Authors (including presenting author) :
WM Chan (1), LF Hui (2), ML Tang (2), S K Fok (2), W M Ng (2), K S Tang (2)
Affiliation :
(1) Adult Intensive Care Unit, Queen Mary Hospital (2) Department of Quality and Safety, Queen Mary Hospital
Introduction :
There is a complicated system of calling doctors to respond to cardiopulmonary resuscitation (CPR) in Queen Mary Hospital for adults. Doctors from the Parent Specialty, Adult Intensive Care Unit or Department of Anesthesiology might be called, depending on the location of arrest and the Parent Specialty of the patients. There are geographical and access issues in that the K Block is rather distant from the Main Block. The need to wait for lift transport to the higher floors of K Block is a concern.
Objectives :
-To evaluate CPR outcome for adult in-patients who received CPR.
-To determine factors affecting the CPR outcome.
Methodology :
The standard CPR records of adult in-patients who received CPR from 1/1/2017 to 31/12/2018 were retrospectively reviewed.

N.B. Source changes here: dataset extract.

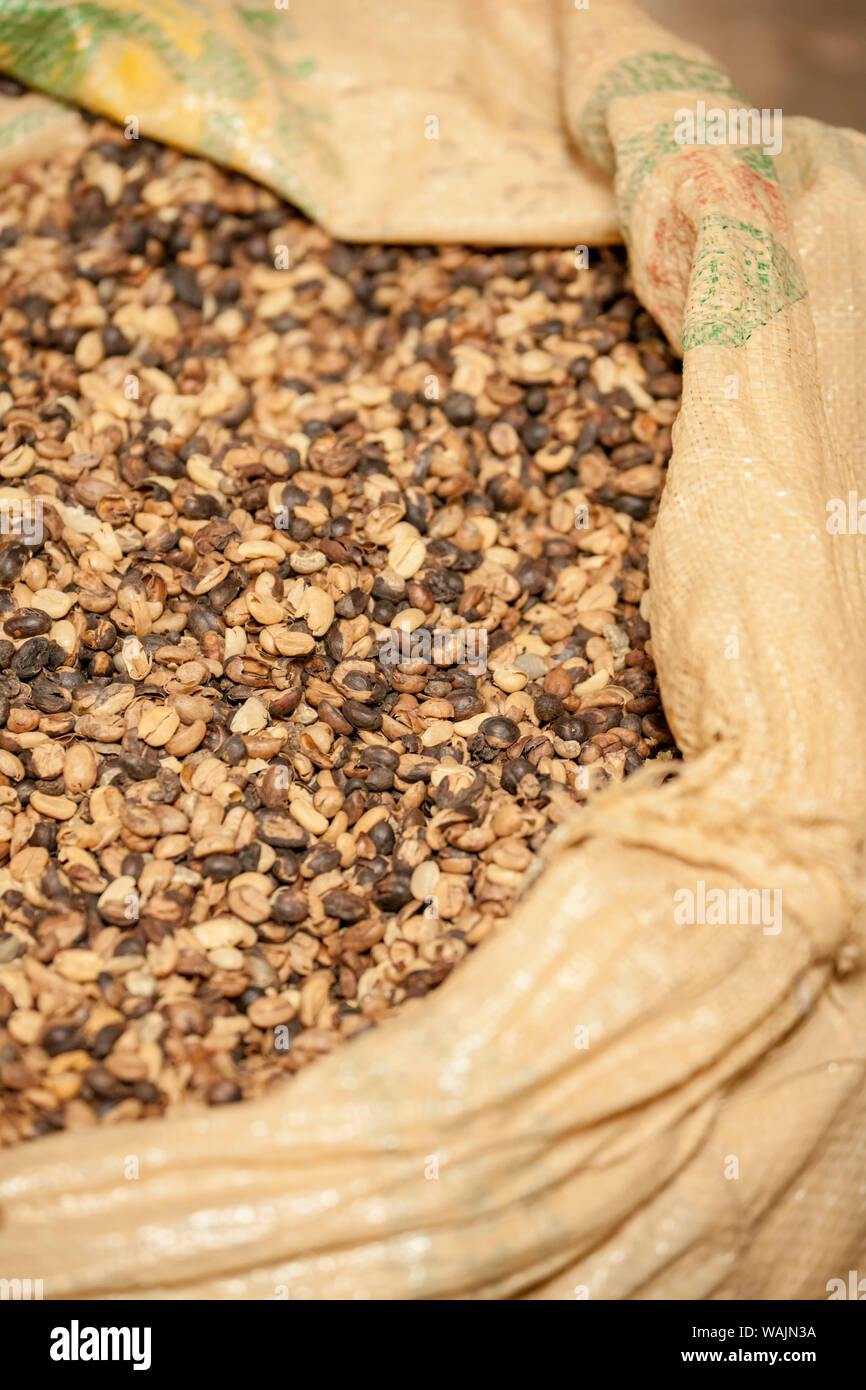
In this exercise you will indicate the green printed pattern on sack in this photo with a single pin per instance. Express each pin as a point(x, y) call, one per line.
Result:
point(741, 278)
point(638, 75)
point(638, 156)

The related factors such as gender, age, location of cardiac arrest, response time, time of day, day of week, witnessed arrest, central resuscitation team (CRT) involvement, resident arrival time greater than 3 minutes were analyzed. 30-day (D30) survival was the primary outcome measure.
Result & Outcome :
A total of 602 records were analyzed. The immediate survival rate was 58.3% but the crude D30 survival rate was 8.1%. 78.1% of cardiac arrest were witnessed. The relation between D30 survival and witnessed cardiac arrest was significant (X2=9.88, p=0.002). Overall, 14.8% of cardiac arrests occurred in K Block. The percentage of D30 survival in K Block and Main Block was 15.7% and 6.9 % respectively. It showed significantly different (X2=8.24, p=0.005). This had not been adjusted for difference in case mix of two buildings. The CRT was involved in 29.1% of CPR. There was no difference of D30 survival between CRT (10.3%) and parent team (7.3%) (X2=1.52, p=0.218). In 6.1% of CPR calls, the Resident arrived later than 3 minutes after being called. There was no D30 survivor in this subgroup. Residents arrived earlier in the group of D30 survival was 8.7%. There was no statistically different between D30 survival and whether or not Resident arrival ≤ 3 minutes (p=0.062). D30 survival was independent of the time slot of arrest during the day (X2=0.05, p=0.943) and whether the arrest occurred in weekends versus weekdays (X2=4.342, p=0.114). When multiple logistic regression was performed, only age, witnessed arrest and location of arrest were correlated with D30 survival. Conclusion A regular review of CPR records is useful in reassuring the practicality and safety of a complicated infrastructure of call for resuscitation.